My mother basically destroyed herself by drinking. She fell in 2006, breaking her ankle. When I got her to the hospital, her system was wacked out, she was admitted to ICU and went through detox for 10+ days. She was SO intoxicated that they could not repair her broken ankle and could not admister any pain meds. After 3 months of being in and out of the hospital, she began drinking again (secretely). When confronted, she lied and got angry. She passed in March (after two long years of trying to recover from a fall that was caused by her drunkeness).
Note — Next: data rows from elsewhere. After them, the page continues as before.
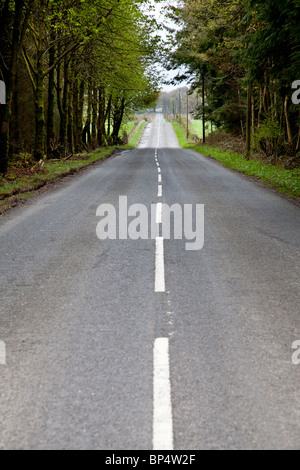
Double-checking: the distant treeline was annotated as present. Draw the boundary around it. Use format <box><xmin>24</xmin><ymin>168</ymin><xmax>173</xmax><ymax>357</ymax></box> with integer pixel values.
<box><xmin>0</xmin><ymin>0</ymin><xmax>158</xmax><ymax>173</ymax></box>
<box><xmin>168</xmin><ymin>0</ymin><xmax>300</xmax><ymax>165</ymax></box>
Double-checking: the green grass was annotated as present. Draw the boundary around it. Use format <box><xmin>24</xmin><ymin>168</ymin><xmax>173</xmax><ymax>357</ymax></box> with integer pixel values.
<box><xmin>172</xmin><ymin>121</ymin><xmax>300</xmax><ymax>199</ymax></box>
<box><xmin>127</xmin><ymin>121</ymin><xmax>147</xmax><ymax>148</ymax></box>
<box><xmin>190</xmin><ymin>119</ymin><xmax>214</xmax><ymax>139</ymax></box>
<box><xmin>0</xmin><ymin>121</ymin><xmax>147</xmax><ymax>214</ymax></box>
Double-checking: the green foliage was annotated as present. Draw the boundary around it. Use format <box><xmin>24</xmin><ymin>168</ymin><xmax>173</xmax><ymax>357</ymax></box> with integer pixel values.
<box><xmin>172</xmin><ymin>122</ymin><xmax>300</xmax><ymax>199</ymax></box>
<box><xmin>253</xmin><ymin>119</ymin><xmax>284</xmax><ymax>158</ymax></box>
<box><xmin>169</xmin><ymin>0</ymin><xmax>300</xmax><ymax>165</ymax></box>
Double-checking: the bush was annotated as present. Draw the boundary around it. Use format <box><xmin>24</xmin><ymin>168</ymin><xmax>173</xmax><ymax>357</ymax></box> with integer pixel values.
<box><xmin>253</xmin><ymin>119</ymin><xmax>285</xmax><ymax>160</ymax></box>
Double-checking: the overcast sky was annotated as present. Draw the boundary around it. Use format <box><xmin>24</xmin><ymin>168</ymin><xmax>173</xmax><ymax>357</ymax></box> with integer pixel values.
<box><xmin>150</xmin><ymin>0</ymin><xmax>186</xmax><ymax>92</ymax></box>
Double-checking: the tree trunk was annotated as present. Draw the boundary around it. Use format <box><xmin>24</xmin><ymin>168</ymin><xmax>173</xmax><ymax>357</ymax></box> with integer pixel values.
<box><xmin>33</xmin><ymin>60</ymin><xmax>45</xmax><ymax>161</ymax></box>
<box><xmin>82</xmin><ymin>80</ymin><xmax>92</xmax><ymax>145</ymax></box>
<box><xmin>284</xmin><ymin>95</ymin><xmax>293</xmax><ymax>148</ymax></box>
<box><xmin>0</xmin><ymin>1</ymin><xmax>24</xmax><ymax>174</ymax></box>
<box><xmin>246</xmin><ymin>83</ymin><xmax>252</xmax><ymax>160</ymax></box>
<box><xmin>202</xmin><ymin>74</ymin><xmax>205</xmax><ymax>143</ymax></box>
<box><xmin>47</xmin><ymin>30</ymin><xmax>55</xmax><ymax>154</ymax></box>
<box><xmin>112</xmin><ymin>98</ymin><xmax>125</xmax><ymax>145</ymax></box>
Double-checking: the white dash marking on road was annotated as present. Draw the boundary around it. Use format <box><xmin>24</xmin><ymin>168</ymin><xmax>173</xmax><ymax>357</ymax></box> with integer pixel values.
<box><xmin>155</xmin><ymin>237</ymin><xmax>166</xmax><ymax>292</ymax></box>
<box><xmin>156</xmin><ymin>202</ymin><xmax>162</xmax><ymax>224</ymax></box>
<box><xmin>153</xmin><ymin>338</ymin><xmax>173</xmax><ymax>450</ymax></box>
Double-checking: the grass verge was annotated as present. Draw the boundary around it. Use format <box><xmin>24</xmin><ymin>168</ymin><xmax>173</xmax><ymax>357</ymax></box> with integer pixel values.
<box><xmin>172</xmin><ymin>121</ymin><xmax>300</xmax><ymax>199</ymax></box>
<box><xmin>0</xmin><ymin>121</ymin><xmax>147</xmax><ymax>215</ymax></box>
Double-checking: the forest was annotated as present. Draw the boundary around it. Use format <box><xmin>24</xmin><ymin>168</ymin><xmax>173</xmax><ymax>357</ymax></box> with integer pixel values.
<box><xmin>0</xmin><ymin>0</ymin><xmax>300</xmax><ymax>174</ymax></box>
<box><xmin>0</xmin><ymin>0</ymin><xmax>160</xmax><ymax>174</ymax></box>
<box><xmin>166</xmin><ymin>0</ymin><xmax>300</xmax><ymax>167</ymax></box>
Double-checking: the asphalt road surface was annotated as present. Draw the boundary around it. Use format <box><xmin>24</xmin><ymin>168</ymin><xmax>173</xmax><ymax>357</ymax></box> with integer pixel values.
<box><xmin>0</xmin><ymin>114</ymin><xmax>300</xmax><ymax>450</ymax></box>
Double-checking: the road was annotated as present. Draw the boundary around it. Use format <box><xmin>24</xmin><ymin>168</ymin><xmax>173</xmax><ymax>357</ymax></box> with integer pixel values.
<box><xmin>0</xmin><ymin>115</ymin><xmax>300</xmax><ymax>450</ymax></box>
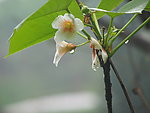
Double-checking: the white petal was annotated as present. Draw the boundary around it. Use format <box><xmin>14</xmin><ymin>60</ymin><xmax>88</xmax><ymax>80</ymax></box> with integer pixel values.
<box><xmin>74</xmin><ymin>18</ymin><xmax>84</xmax><ymax>31</ymax></box>
<box><xmin>102</xmin><ymin>49</ymin><xmax>108</xmax><ymax>64</ymax></box>
<box><xmin>91</xmin><ymin>38</ymin><xmax>102</xmax><ymax>49</ymax></box>
<box><xmin>54</xmin><ymin>30</ymin><xmax>75</xmax><ymax>43</ymax></box>
<box><xmin>92</xmin><ymin>48</ymin><xmax>100</xmax><ymax>71</ymax></box>
<box><xmin>53</xmin><ymin>41</ymin><xmax>68</xmax><ymax>67</ymax></box>
<box><xmin>52</xmin><ymin>15</ymin><xmax>64</xmax><ymax>29</ymax></box>
<box><xmin>54</xmin><ymin>30</ymin><xmax>67</xmax><ymax>43</ymax></box>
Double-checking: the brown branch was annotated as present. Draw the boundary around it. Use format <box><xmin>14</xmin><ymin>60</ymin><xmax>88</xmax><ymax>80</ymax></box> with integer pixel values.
<box><xmin>110</xmin><ymin>60</ymin><xmax>135</xmax><ymax>113</ymax></box>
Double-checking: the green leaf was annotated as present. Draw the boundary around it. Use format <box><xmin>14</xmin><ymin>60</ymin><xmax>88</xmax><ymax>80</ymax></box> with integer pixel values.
<box><xmin>145</xmin><ymin>0</ymin><xmax>150</xmax><ymax>11</ymax></box>
<box><xmin>7</xmin><ymin>0</ymin><xmax>82</xmax><ymax>56</ymax></box>
<box><xmin>96</xmin><ymin>0</ymin><xmax>124</xmax><ymax>18</ymax></box>
<box><xmin>90</xmin><ymin>0</ymin><xmax>148</xmax><ymax>18</ymax></box>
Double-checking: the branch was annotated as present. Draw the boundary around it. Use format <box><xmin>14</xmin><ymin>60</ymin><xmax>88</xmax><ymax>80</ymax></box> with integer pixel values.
<box><xmin>103</xmin><ymin>60</ymin><xmax>112</xmax><ymax>113</ymax></box>
<box><xmin>110</xmin><ymin>60</ymin><xmax>135</xmax><ymax>113</ymax></box>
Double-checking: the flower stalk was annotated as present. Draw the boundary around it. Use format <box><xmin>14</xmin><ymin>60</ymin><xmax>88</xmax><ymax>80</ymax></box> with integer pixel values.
<box><xmin>109</xmin><ymin>17</ymin><xmax>150</xmax><ymax>57</ymax></box>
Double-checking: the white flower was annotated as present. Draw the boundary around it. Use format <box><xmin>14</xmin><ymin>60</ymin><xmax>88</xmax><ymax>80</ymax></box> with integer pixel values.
<box><xmin>52</xmin><ymin>14</ymin><xmax>84</xmax><ymax>43</ymax></box>
<box><xmin>53</xmin><ymin>41</ymin><xmax>76</xmax><ymax>67</ymax></box>
<box><xmin>90</xmin><ymin>38</ymin><xmax>108</xmax><ymax>71</ymax></box>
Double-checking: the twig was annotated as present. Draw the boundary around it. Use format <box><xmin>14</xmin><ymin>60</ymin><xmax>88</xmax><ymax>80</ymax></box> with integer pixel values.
<box><xmin>128</xmin><ymin>50</ymin><xmax>150</xmax><ymax>113</ymax></box>
<box><xmin>103</xmin><ymin>60</ymin><xmax>112</xmax><ymax>113</ymax></box>
<box><xmin>110</xmin><ymin>60</ymin><xmax>135</xmax><ymax>113</ymax></box>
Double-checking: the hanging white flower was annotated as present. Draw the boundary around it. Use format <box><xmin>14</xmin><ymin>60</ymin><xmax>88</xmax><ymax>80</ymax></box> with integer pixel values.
<box><xmin>52</xmin><ymin>14</ymin><xmax>84</xmax><ymax>66</ymax></box>
<box><xmin>53</xmin><ymin>41</ymin><xmax>76</xmax><ymax>67</ymax></box>
<box><xmin>52</xmin><ymin>14</ymin><xmax>84</xmax><ymax>43</ymax></box>
<box><xmin>90</xmin><ymin>38</ymin><xmax>108</xmax><ymax>71</ymax></box>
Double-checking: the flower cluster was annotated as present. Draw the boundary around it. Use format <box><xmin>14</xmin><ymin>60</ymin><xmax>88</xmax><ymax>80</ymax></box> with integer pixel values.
<box><xmin>52</xmin><ymin>14</ymin><xmax>108</xmax><ymax>71</ymax></box>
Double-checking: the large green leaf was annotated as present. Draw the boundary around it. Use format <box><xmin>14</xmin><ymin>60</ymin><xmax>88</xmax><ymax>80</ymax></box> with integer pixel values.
<box><xmin>96</xmin><ymin>0</ymin><xmax>124</xmax><ymax>18</ymax></box>
<box><xmin>90</xmin><ymin>0</ymin><xmax>149</xmax><ymax>18</ymax></box>
<box><xmin>145</xmin><ymin>0</ymin><xmax>150</xmax><ymax>11</ymax></box>
<box><xmin>7</xmin><ymin>0</ymin><xmax>82</xmax><ymax>56</ymax></box>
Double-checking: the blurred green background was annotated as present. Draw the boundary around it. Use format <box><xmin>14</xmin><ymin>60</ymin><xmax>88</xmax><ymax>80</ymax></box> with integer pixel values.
<box><xmin>0</xmin><ymin>0</ymin><xmax>150</xmax><ymax>113</ymax></box>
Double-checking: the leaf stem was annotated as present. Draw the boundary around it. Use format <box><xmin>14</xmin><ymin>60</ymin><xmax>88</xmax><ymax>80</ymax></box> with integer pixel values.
<box><xmin>105</xmin><ymin>17</ymin><xmax>113</xmax><ymax>46</ymax></box>
<box><xmin>76</xmin><ymin>40</ymin><xmax>90</xmax><ymax>47</ymax></box>
<box><xmin>90</xmin><ymin>16</ymin><xmax>102</xmax><ymax>40</ymax></box>
<box><xmin>82</xmin><ymin>29</ymin><xmax>91</xmax><ymax>40</ymax></box>
<box><xmin>110</xmin><ymin>60</ymin><xmax>135</xmax><ymax>113</ymax></box>
<box><xmin>109</xmin><ymin>17</ymin><xmax>150</xmax><ymax>57</ymax></box>
<box><xmin>110</xmin><ymin>14</ymin><xmax>138</xmax><ymax>44</ymax></box>
<box><xmin>93</xmin><ymin>13</ymin><xmax>102</xmax><ymax>37</ymax></box>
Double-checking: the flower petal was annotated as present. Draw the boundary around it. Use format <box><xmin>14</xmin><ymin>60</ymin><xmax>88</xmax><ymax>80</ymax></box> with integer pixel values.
<box><xmin>92</xmin><ymin>48</ymin><xmax>100</xmax><ymax>71</ymax></box>
<box><xmin>52</xmin><ymin>15</ymin><xmax>64</xmax><ymax>29</ymax></box>
<box><xmin>64</xmin><ymin>13</ymin><xmax>74</xmax><ymax>21</ymax></box>
<box><xmin>54</xmin><ymin>30</ymin><xmax>76</xmax><ymax>43</ymax></box>
<box><xmin>74</xmin><ymin>18</ymin><xmax>84</xmax><ymax>31</ymax></box>
<box><xmin>53</xmin><ymin>41</ymin><xmax>68</xmax><ymax>67</ymax></box>
<box><xmin>91</xmin><ymin>38</ymin><xmax>102</xmax><ymax>49</ymax></box>
<box><xmin>53</xmin><ymin>41</ymin><xmax>76</xmax><ymax>67</ymax></box>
She passed from liver failure-cirrhosis.
I teeter between anger and complete disbelief that we lost her within 2 months of learning of her condition.
It is unfortunate that self-destructive people think that they aren't hurting anyone but themselves. My mother's death is part of what has prompted me to do better. I have 5 kids and they deserve better than this!
Jimmy, you keep plugging away and encouraging others. Those who will wake up, will. Those who do not want to, will not. Who can understand it??
Joy @ lowcarbingjoy.blogspot.com
Oh Jimmy, I don't know how I missed this in your blog. I'm so sorry. I'm praying for healing.